Partly just habit, I think.

In part because it’s safer. There’s no risk of hubris. There’s no responsibility. “Oh, I don’t know, I’m not really that good at that.”

What about you? Do you recognize this? Why do you think this is?

Art and fear

26 Aug

Just rediscovered Seth Godin’s free e-book “What matters now” from December of last year (that’s 2009).

From Seth’s opening essay:

It turns out that the connected economy doesn’t respect this natural instinct. Instead, we’re rewarded for being generous. Generous with our time and money but most important generous with our art.

If you make a difference, people will gravitate to you. They want to engage, to interact and to get you more involved.

Art can’t happen without someone who seeks to make a difference. is is your art, it’s what you do. You touch people or projects and change them for the better.

And from the one right after that, by Anne Jackson:

Until Fear is gone, (and realize he may never completely leave) make the decision to be courageous.
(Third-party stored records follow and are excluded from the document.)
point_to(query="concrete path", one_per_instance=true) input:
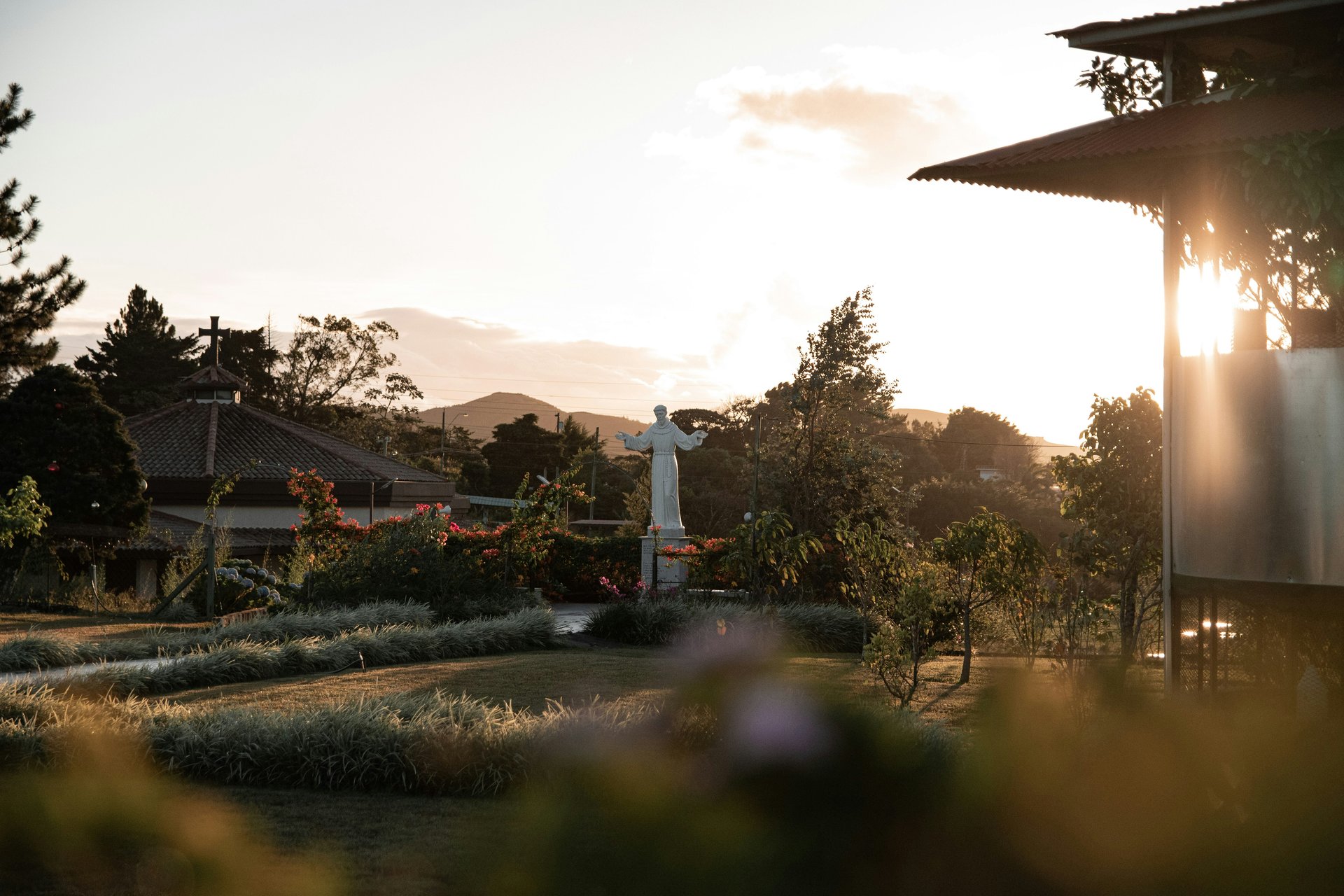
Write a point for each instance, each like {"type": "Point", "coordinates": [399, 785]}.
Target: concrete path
{"type": "Point", "coordinates": [573, 615]}
{"type": "Point", "coordinates": [83, 669]}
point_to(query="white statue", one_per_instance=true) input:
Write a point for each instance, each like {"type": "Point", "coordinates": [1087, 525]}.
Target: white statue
{"type": "Point", "coordinates": [664, 437]}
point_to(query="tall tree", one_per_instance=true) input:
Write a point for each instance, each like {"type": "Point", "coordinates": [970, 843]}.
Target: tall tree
{"type": "Point", "coordinates": [140, 359]}
{"type": "Point", "coordinates": [823, 451]}
{"type": "Point", "coordinates": [327, 363]}
{"type": "Point", "coordinates": [74, 448]}
{"type": "Point", "coordinates": [251, 355]}
{"type": "Point", "coordinates": [1114, 492]}
{"type": "Point", "coordinates": [521, 449]}
{"type": "Point", "coordinates": [29, 300]}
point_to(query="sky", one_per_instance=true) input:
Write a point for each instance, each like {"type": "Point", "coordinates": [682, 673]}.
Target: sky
{"type": "Point", "coordinates": [605, 204]}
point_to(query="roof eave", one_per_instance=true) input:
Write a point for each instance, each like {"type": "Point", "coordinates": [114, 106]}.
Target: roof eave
{"type": "Point", "coordinates": [1105, 36]}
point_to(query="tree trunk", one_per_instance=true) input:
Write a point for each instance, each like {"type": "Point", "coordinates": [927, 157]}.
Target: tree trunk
{"type": "Point", "coordinates": [965, 641]}
{"type": "Point", "coordinates": [1128, 628]}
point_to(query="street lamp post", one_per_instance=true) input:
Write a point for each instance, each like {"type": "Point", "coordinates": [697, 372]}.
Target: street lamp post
{"type": "Point", "coordinates": [442, 440]}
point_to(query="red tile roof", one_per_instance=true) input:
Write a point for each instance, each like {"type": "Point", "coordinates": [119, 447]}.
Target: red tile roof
{"type": "Point", "coordinates": [198, 440]}
{"type": "Point", "coordinates": [1129, 158]}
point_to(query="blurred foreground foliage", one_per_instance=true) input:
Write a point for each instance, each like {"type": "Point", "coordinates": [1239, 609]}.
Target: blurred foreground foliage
{"type": "Point", "coordinates": [746, 782]}
{"type": "Point", "coordinates": [797, 796]}
{"type": "Point", "coordinates": [105, 822]}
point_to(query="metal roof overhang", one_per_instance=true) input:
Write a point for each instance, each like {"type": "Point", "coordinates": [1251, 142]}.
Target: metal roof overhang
{"type": "Point", "coordinates": [1266, 31]}
{"type": "Point", "coordinates": [1132, 158]}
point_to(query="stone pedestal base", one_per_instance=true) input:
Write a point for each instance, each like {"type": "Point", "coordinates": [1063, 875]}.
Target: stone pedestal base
{"type": "Point", "coordinates": [671, 573]}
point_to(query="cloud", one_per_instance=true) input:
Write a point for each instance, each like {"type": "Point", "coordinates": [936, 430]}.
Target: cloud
{"type": "Point", "coordinates": [860, 115]}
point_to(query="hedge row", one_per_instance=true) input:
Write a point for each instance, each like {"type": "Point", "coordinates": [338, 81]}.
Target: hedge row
{"type": "Point", "coordinates": [41, 652]}
{"type": "Point", "coordinates": [823, 628]}
{"type": "Point", "coordinates": [435, 742]}
{"type": "Point", "coordinates": [386, 647]}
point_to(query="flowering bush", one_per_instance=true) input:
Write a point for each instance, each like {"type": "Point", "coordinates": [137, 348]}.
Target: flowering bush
{"type": "Point", "coordinates": [323, 533]}
{"type": "Point", "coordinates": [428, 558]}
{"type": "Point", "coordinates": [242, 584]}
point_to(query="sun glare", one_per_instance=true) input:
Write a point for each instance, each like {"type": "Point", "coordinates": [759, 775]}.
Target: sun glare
{"type": "Point", "coordinates": [1206, 311]}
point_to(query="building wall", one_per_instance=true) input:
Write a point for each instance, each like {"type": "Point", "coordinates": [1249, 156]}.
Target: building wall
{"type": "Point", "coordinates": [1259, 466]}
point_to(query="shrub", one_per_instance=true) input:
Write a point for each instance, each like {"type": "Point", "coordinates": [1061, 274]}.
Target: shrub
{"type": "Point", "coordinates": [242, 584]}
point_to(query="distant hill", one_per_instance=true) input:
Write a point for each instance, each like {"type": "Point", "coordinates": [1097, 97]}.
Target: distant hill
{"type": "Point", "coordinates": [1044, 450]}
{"type": "Point", "coordinates": [923, 415]}
{"type": "Point", "coordinates": [482, 415]}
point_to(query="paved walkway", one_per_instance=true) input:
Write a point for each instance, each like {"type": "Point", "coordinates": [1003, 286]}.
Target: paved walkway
{"type": "Point", "coordinates": [573, 615]}
{"type": "Point", "coordinates": [569, 615]}
{"type": "Point", "coordinates": [83, 669]}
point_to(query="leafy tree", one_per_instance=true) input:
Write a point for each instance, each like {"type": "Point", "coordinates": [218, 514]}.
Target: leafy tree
{"type": "Point", "coordinates": [988, 558]}
{"type": "Point", "coordinates": [774, 561]}
{"type": "Point", "coordinates": [909, 622]}
{"type": "Point", "coordinates": [22, 514]}
{"type": "Point", "coordinates": [1273, 210]}
{"type": "Point", "coordinates": [1114, 492]}
{"type": "Point", "coordinates": [518, 451]}
{"type": "Point", "coordinates": [30, 300]}
{"type": "Point", "coordinates": [955, 500]}
{"type": "Point", "coordinates": [729, 429]}
{"type": "Point", "coordinates": [74, 448]}
{"type": "Point", "coordinates": [715, 489]}
{"type": "Point", "coordinates": [326, 363]}
{"type": "Point", "coordinates": [977, 440]}
{"type": "Point", "coordinates": [823, 457]}
{"type": "Point", "coordinates": [140, 359]}
{"type": "Point", "coordinates": [251, 355]}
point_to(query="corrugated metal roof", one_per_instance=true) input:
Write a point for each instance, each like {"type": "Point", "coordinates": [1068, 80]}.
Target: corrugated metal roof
{"type": "Point", "coordinates": [1128, 159]}
{"type": "Point", "coordinates": [171, 533]}
{"type": "Point", "coordinates": [175, 442]}
{"type": "Point", "coordinates": [1200, 14]}
{"type": "Point", "coordinates": [483, 500]}
{"type": "Point", "coordinates": [1264, 33]}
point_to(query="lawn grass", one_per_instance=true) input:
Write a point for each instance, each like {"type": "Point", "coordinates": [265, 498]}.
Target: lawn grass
{"type": "Point", "coordinates": [526, 681]}
{"type": "Point", "coordinates": [390, 843]}
{"type": "Point", "coordinates": [394, 844]}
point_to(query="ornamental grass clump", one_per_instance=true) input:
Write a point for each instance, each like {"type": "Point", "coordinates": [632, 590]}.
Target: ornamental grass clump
{"type": "Point", "coordinates": [384, 647]}
{"type": "Point", "coordinates": [806, 626]}
{"type": "Point", "coordinates": [425, 742]}
{"type": "Point", "coordinates": [34, 653]}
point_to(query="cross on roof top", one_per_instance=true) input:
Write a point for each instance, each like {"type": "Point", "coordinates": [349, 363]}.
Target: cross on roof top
{"type": "Point", "coordinates": [214, 333]}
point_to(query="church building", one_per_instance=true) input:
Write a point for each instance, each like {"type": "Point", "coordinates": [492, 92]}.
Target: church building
{"type": "Point", "coordinates": [213, 433]}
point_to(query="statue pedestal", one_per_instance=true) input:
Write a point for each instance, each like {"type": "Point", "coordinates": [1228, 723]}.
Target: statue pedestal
{"type": "Point", "coordinates": [671, 573]}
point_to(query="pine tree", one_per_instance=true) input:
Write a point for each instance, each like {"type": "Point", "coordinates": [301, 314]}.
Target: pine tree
{"type": "Point", "coordinates": [30, 300]}
{"type": "Point", "coordinates": [251, 355]}
{"type": "Point", "coordinates": [74, 448]}
{"type": "Point", "coordinates": [136, 367]}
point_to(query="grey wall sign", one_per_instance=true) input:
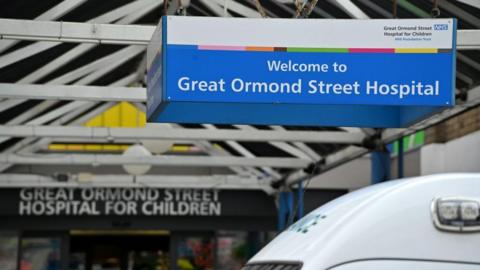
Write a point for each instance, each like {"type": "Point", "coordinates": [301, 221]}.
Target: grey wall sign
{"type": "Point", "coordinates": [118, 202]}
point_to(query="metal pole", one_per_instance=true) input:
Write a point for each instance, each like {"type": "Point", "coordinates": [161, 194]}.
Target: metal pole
{"type": "Point", "coordinates": [380, 166]}
{"type": "Point", "coordinates": [400, 158]}
{"type": "Point", "coordinates": [300, 200]}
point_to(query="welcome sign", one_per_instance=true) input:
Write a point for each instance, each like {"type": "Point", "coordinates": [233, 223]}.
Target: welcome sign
{"type": "Point", "coordinates": [380, 73]}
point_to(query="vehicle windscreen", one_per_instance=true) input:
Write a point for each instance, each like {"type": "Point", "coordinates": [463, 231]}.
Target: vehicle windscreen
{"type": "Point", "coordinates": [273, 266]}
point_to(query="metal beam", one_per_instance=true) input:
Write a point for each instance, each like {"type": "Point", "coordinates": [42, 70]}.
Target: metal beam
{"type": "Point", "coordinates": [74, 32]}
{"type": "Point", "coordinates": [82, 32]}
{"type": "Point", "coordinates": [72, 92]}
{"type": "Point", "coordinates": [246, 153]}
{"type": "Point", "coordinates": [158, 160]}
{"type": "Point", "coordinates": [9, 103]}
{"type": "Point", "coordinates": [336, 137]}
{"type": "Point", "coordinates": [54, 13]}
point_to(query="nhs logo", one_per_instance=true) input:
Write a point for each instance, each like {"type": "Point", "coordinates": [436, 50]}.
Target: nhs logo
{"type": "Point", "coordinates": [440, 27]}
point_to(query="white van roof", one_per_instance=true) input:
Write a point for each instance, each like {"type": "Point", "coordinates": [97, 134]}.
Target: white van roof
{"type": "Point", "coordinates": [386, 221]}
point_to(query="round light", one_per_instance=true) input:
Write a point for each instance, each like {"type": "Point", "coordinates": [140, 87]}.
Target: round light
{"type": "Point", "coordinates": [158, 146]}
{"type": "Point", "coordinates": [469, 210]}
{"type": "Point", "coordinates": [137, 151]}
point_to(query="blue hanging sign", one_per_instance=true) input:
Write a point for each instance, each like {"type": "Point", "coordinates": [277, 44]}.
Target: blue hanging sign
{"type": "Point", "coordinates": [376, 73]}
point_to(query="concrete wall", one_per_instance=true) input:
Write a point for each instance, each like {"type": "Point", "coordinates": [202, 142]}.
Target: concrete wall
{"type": "Point", "coordinates": [459, 155]}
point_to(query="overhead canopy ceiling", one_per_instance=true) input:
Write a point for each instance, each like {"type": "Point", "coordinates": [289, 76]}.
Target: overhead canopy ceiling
{"type": "Point", "coordinates": [70, 63]}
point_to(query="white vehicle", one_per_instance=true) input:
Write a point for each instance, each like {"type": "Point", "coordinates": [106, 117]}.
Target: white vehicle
{"type": "Point", "coordinates": [424, 223]}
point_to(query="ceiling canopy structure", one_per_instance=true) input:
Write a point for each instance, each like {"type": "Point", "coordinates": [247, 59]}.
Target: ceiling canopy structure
{"type": "Point", "coordinates": [72, 96]}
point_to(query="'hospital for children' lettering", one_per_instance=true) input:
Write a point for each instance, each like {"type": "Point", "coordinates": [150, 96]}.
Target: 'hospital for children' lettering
{"type": "Point", "coordinates": [118, 201]}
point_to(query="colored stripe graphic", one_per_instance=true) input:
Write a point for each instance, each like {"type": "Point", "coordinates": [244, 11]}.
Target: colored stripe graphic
{"type": "Point", "coordinates": [260, 49]}
{"type": "Point", "coordinates": [413, 50]}
{"type": "Point", "coordinates": [370, 50]}
{"type": "Point", "coordinates": [221, 48]}
{"type": "Point", "coordinates": [320, 50]}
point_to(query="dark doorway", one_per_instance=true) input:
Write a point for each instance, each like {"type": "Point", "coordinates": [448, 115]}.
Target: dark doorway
{"type": "Point", "coordinates": [122, 250]}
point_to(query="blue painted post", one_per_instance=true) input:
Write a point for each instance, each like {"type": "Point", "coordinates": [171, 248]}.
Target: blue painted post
{"type": "Point", "coordinates": [400, 158]}
{"type": "Point", "coordinates": [300, 200]}
{"type": "Point", "coordinates": [285, 209]}
{"type": "Point", "coordinates": [380, 166]}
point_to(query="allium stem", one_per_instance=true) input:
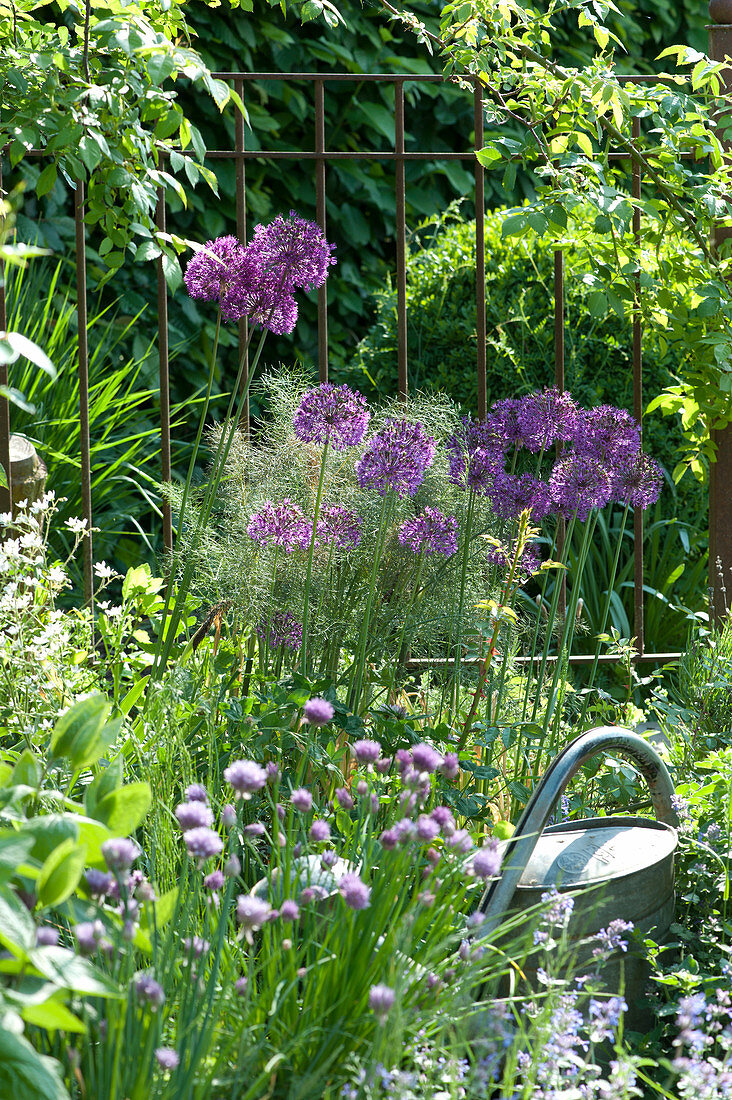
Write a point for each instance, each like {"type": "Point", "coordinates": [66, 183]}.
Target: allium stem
{"type": "Point", "coordinates": [308, 576]}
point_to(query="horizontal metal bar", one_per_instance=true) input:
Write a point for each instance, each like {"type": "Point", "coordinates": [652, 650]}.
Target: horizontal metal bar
{"type": "Point", "coordinates": [436, 662]}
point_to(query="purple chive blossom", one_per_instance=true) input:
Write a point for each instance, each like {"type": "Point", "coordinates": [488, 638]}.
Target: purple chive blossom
{"type": "Point", "coordinates": [487, 860]}
{"type": "Point", "coordinates": [281, 629]}
{"type": "Point", "coordinates": [367, 751]}
{"type": "Point", "coordinates": [99, 882]}
{"type": "Point", "coordinates": [290, 910]}
{"type": "Point", "coordinates": [396, 458]}
{"type": "Point", "coordinates": [338, 527]}
{"type": "Point", "coordinates": [167, 1058]}
{"type": "Point", "coordinates": [343, 798]}
{"type": "Point", "coordinates": [474, 455]}
{"type": "Point", "coordinates": [612, 937]}
{"type": "Point", "coordinates": [203, 843]}
{"type": "Point", "coordinates": [356, 893]}
{"type": "Point", "coordinates": [336, 415]}
{"type": "Point", "coordinates": [281, 525]}
{"type": "Point", "coordinates": [636, 480]}
{"type": "Point", "coordinates": [547, 417]}
{"type": "Point", "coordinates": [302, 800]}
{"type": "Point", "coordinates": [512, 494]}
{"type": "Point", "coordinates": [244, 777]}
{"type": "Point", "coordinates": [426, 758]}
{"type": "Point", "coordinates": [294, 252]}
{"type": "Point", "coordinates": [578, 484]}
{"type": "Point", "coordinates": [46, 936]}
{"type": "Point", "coordinates": [120, 854]}
{"type": "Point", "coordinates": [319, 832]}
{"type": "Point", "coordinates": [430, 532]}
{"type": "Point", "coordinates": [381, 1001]}
{"type": "Point", "coordinates": [194, 815]}
{"type": "Point", "coordinates": [318, 712]}
{"type": "Point", "coordinates": [252, 912]}
{"type": "Point", "coordinates": [149, 991]}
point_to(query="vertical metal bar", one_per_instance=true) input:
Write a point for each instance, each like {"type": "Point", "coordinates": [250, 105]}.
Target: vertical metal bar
{"type": "Point", "coordinates": [638, 615]}
{"type": "Point", "coordinates": [6, 494]}
{"type": "Point", "coordinates": [401, 237]}
{"type": "Point", "coordinates": [164, 376]}
{"type": "Point", "coordinates": [480, 253]}
{"type": "Point", "coordinates": [241, 233]}
{"type": "Point", "coordinates": [720, 471]}
{"type": "Point", "coordinates": [84, 386]}
{"type": "Point", "coordinates": [559, 382]}
{"type": "Point", "coordinates": [320, 215]}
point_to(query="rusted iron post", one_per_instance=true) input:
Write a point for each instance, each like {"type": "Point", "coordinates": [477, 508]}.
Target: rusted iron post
{"type": "Point", "coordinates": [720, 477]}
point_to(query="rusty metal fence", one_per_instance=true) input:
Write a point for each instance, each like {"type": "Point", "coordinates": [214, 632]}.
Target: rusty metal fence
{"type": "Point", "coordinates": [320, 157]}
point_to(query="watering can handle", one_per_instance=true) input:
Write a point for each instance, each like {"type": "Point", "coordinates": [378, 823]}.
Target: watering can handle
{"type": "Point", "coordinates": [641, 752]}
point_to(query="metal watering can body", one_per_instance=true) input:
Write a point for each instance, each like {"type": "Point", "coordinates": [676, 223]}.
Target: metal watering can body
{"type": "Point", "coordinates": [622, 867]}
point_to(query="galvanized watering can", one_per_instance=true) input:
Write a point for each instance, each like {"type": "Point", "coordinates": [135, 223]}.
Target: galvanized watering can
{"type": "Point", "coordinates": [626, 864]}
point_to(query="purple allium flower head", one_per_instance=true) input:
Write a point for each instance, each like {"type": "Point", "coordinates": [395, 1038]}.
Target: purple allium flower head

The world needs your story in order to be complete.

The last sentence in particular stuck with me. The world needs your story in order to be complete. If you believe otherwise, you’re selling yourself short.

Enterprises are made up of people, too

26 Aug

Gigaom on the way Apple targets enterprises (or doesn’t target them):

It targets people. It focuses on users. And Apple lets them decide how and where they’ll use its products.

This sounds simple, but in my experience very few companies think this way. Most startups write business plans that dredge up IDC data on market size, then define their target market (e.g., “Global 2000 enterprises”). Few seem to realize that there are people employed within these target markets, and these people will be the ones who actually embrace or reject one’s product.

I’m frequently asked by some of my customers about how to market to businesses versus consumers. You need to market very differently to enterprises than you do to individuals, the thinking goes.

Well, yes, you can. You can try and sell through the top.

But I’ve always felt that you could also go a different way, which I’d personally find more satisfying: Market to the individuals within the organization.

37signals has done this very well with Basecamp and Highrise. People just sign up and charge it to their corporate credit card, and get on with their lives. No need to involve the IT department or go through lengthy procedures for evaluating and buying software. Just do it already.

And if there’s enough bottom-up demand, eventually the company will have to find a way to give it their blessings.

Much more fun, in my opinion, to do business that way.

(Hat tip to David for the tip)

All struggle is a struggle to accept ourselves

26 Aug

All struggle is a struggle to accept ourselves. Our lack of acceptance appears to be about other people, places, and things, but it is not.

Resistance to accepting the most intellectual, commonplace, esoteric, or concrete thing comes down to “me,” that little ego identity attempting to survive as a self separate from life.

From Cheri Huber’s excellent When You’re Falling, Dive.

More wood behind fewer arrows

25 Aug

Andrew Orlowski over on The Register.

…throwing out lots of mediocre products isn’t the passport to success. [...] it pays to put more of your wood behind one arrow, or just a few arrows; the more you make, the less distinctive each one is.

I’d say this goes for not just the mobile phone market, but for most matters in life.

(via DF)

We suffer trying to avoid a feeling

23 Aug

We were conditioned to avoid a feeling we had as a child, and now as adults we’re still avoiding that feeling, which we have never stopped to examine.

We suffer trying to avoid a feeling that is only a feeling and means nothing. We are controlled by fear of our feelings.

Paraphrased from When you’re falling. Dive. by Cheri Huber.